Las mutaciones constitucionales deletéreas en genes involucrados en el reparo del ADN o control de la proliferación celular están frecuentemente asociadas a un alto riesgo de cáncer hereditario (1,2). La poliposis adenomatosa familiar (FAP) y el cáncer colorrectal hereditario sin poliposis (HNPCC) o Síndrome de Lynch (SL) son síndromes de cáncer colorrectal (CCR) asociados a defectos hereditarios en genes que regulan la proliferación celular y adhesión, APC, MUTYH, o genes de reparo de ADN (MMR), MLH1, MSH2, MSH6, PMS2 y PMS1 (3, 4, 5).

En familias FAP, la mutación en el gen APC está asociada a numerosos pólipos adenomatosos, con un riesgo de aproximadamente 100% de desarrollar CCR durante la vida y con una edad media de 40 años. El fenotipo atenuado de FAP se presenta en un inicio tardío, con pocos pólipos, presencia de tumores en el lado derecho y está asociado a mutaciones en el exón 9 y terminaciones 5´o 3´ del gen APC, o también con alguna mutación bialélica del gen MUTYH. Los portadores de mutación en el gen APC presentan un riesgo incrementado de desarrollar otros tumores, principalmente tumores desmoides benignos (5).

Mutaciones en los genes MMR ligados a SL, están asociados con el desarrollo temprano de CCR (<50 años) e instabilidad de microsatélites (IMS) en tejidos malignos, como consecuencia de la pérdida del alelo de tipo salvaje durante la oncogénesis. Un amplio espectro tumoral es frecuentemente observado en el contexto de las mutaciones de los genes MLH1 y MSH2, principalmente cáncer de estómago, endometrio, pelvis renal, intestino delgado, entre otros.
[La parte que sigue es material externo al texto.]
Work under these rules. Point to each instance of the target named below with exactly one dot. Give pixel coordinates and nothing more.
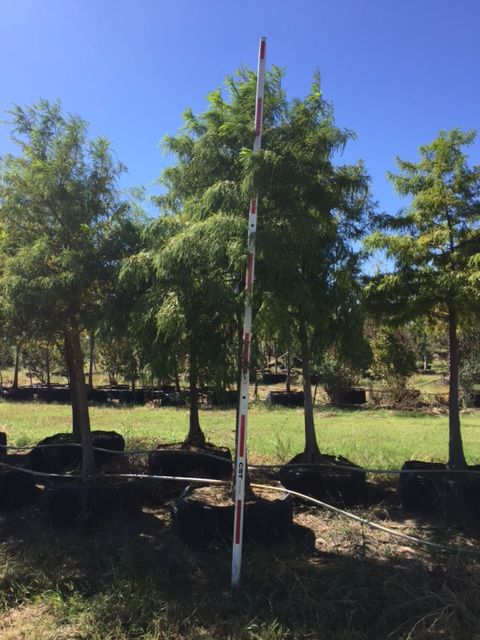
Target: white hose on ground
(319, 503)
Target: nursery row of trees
(78, 257)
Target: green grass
(334, 579)
(372, 438)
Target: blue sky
(397, 72)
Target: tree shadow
(131, 571)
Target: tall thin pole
(241, 451)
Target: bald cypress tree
(435, 246)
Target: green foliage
(469, 377)
(435, 241)
(336, 376)
(61, 220)
(393, 358)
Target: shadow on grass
(131, 578)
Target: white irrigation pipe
(241, 444)
(320, 465)
(319, 503)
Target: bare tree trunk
(47, 365)
(311, 451)
(18, 349)
(78, 390)
(195, 435)
(289, 366)
(177, 380)
(69, 361)
(91, 340)
(456, 456)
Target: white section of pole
(241, 445)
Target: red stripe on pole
(242, 436)
(239, 517)
(250, 271)
(262, 49)
(258, 117)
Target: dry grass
(131, 578)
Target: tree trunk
(195, 435)
(69, 361)
(311, 451)
(91, 358)
(47, 365)
(78, 392)
(287, 386)
(456, 457)
(18, 349)
(177, 379)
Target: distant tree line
(87, 280)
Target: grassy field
(130, 578)
(372, 438)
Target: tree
(311, 213)
(435, 245)
(185, 267)
(393, 360)
(61, 218)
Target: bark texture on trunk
(47, 365)
(456, 456)
(311, 451)
(78, 391)
(91, 358)
(289, 372)
(195, 435)
(69, 361)
(17, 366)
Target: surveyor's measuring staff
(241, 451)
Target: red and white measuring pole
(241, 451)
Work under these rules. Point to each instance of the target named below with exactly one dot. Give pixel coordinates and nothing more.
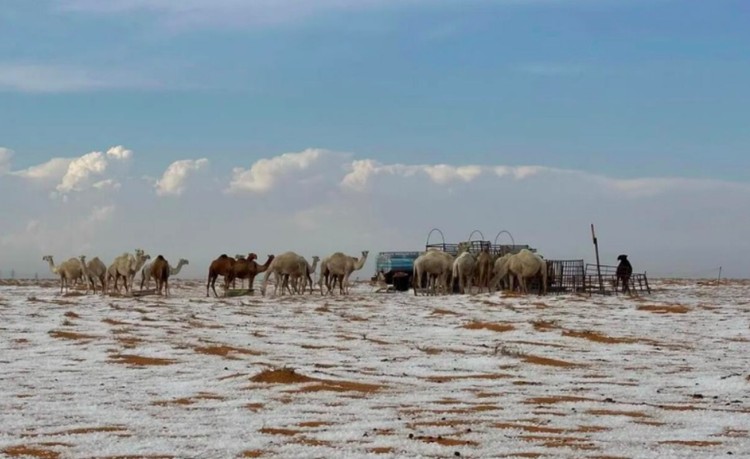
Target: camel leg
(210, 285)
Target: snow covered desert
(376, 374)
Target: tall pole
(598, 265)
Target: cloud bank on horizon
(317, 201)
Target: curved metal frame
(430, 234)
(472, 234)
(512, 241)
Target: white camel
(309, 272)
(526, 265)
(96, 270)
(68, 270)
(436, 265)
(483, 270)
(285, 265)
(340, 266)
(125, 266)
(500, 272)
(463, 271)
(173, 271)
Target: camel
(173, 271)
(302, 281)
(463, 271)
(285, 265)
(500, 272)
(249, 268)
(222, 266)
(96, 270)
(525, 265)
(242, 268)
(160, 272)
(92, 271)
(437, 265)
(68, 270)
(483, 270)
(340, 267)
(125, 266)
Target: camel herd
(124, 267)
(438, 270)
(434, 269)
(292, 272)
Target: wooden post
(598, 265)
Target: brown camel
(222, 266)
(160, 273)
(242, 268)
(484, 270)
(256, 269)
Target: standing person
(624, 271)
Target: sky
(202, 127)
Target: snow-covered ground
(376, 375)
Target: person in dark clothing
(624, 271)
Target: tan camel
(437, 266)
(68, 270)
(242, 268)
(96, 270)
(160, 273)
(310, 272)
(463, 271)
(126, 266)
(340, 267)
(483, 270)
(299, 283)
(526, 265)
(173, 271)
(500, 272)
(285, 265)
(93, 270)
(222, 266)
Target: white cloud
(5, 155)
(174, 179)
(92, 170)
(120, 153)
(266, 173)
(443, 173)
(521, 172)
(101, 214)
(361, 172)
(52, 170)
(81, 170)
(55, 78)
(318, 201)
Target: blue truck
(397, 267)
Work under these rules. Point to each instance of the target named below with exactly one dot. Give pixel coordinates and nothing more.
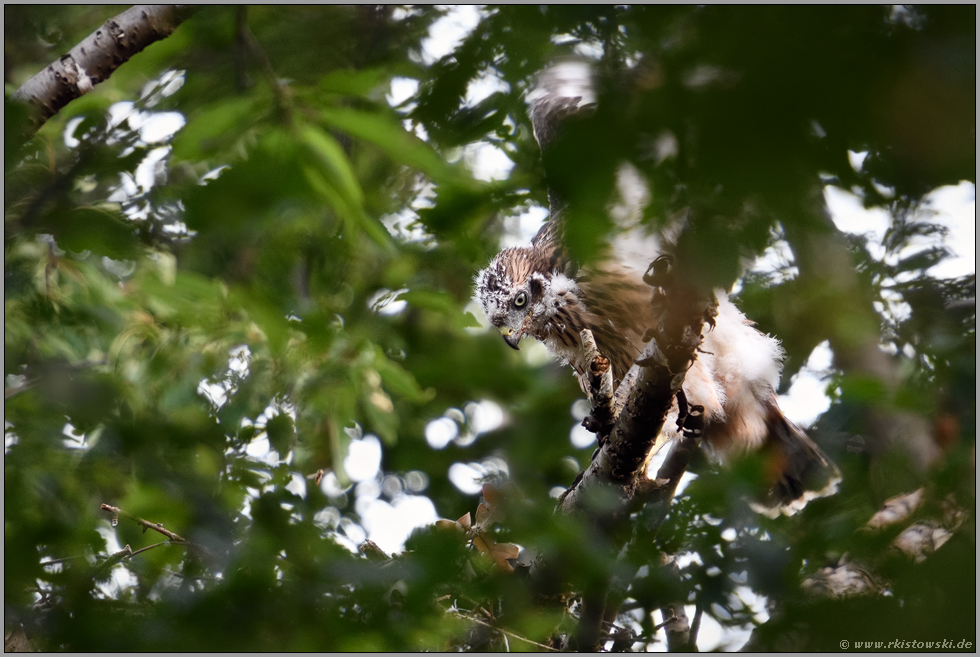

El gen MSH2 representa aproximadamente 40% de las mutaciones de los genes MMR asociados a CCR, entre mutaciones puntuales y grandes deleciones genómicas. Raros homocigotos de inicio temprano de CCR han sido observados para los genes MLH1, MSH2 y PMS2. Estos homocigotos podrían presentar fenotipos adicionales, entre malignidades hematológicas y neurológicas en la infancia, y señales intermediarias de neurofi bromatosis en homocigotos del gen MLH1. Dobles heterocigotos también han sido observado en diferentes combinaciones de genes, como: APC más MSH6, MSH6 más MUTHY, y MSH6 más PMS2, y un caso conocido de APC más MSH2. En estos casos, el diagnóstico de cáncer de colon se debe realizar en una edad más temprana (3).

La identificación de mutaciones germinativas mediante la técnica de secuenciación directa consume mucho tiempo y no es aplicable para protocolos o estudios clínicos a gran escala. Por tanto, estrategias de investigación molecular, comprendiendo el test de la proteína truncada (PTT), análisis de polimorfismo de conformación de cadena simple (SSCP), cromatografía liquida desnaturante de alta performance (DHPLC) y Reacción en cadena de la Polimerasa (PCR) en tiempo real (qPCR) han sido descritos para facilitar la detección de mutaciones. Idealmente, estos métodos son usados para el análisis de mutaciones de un gran número de fragmentos de ADN y son caracterizados por presentar una alta sensibilidad, especificidad, y ser considerados como métodos inofensivos, relativamente baratos y totales o semi-automatizados para minimizar costos y tiempo (6).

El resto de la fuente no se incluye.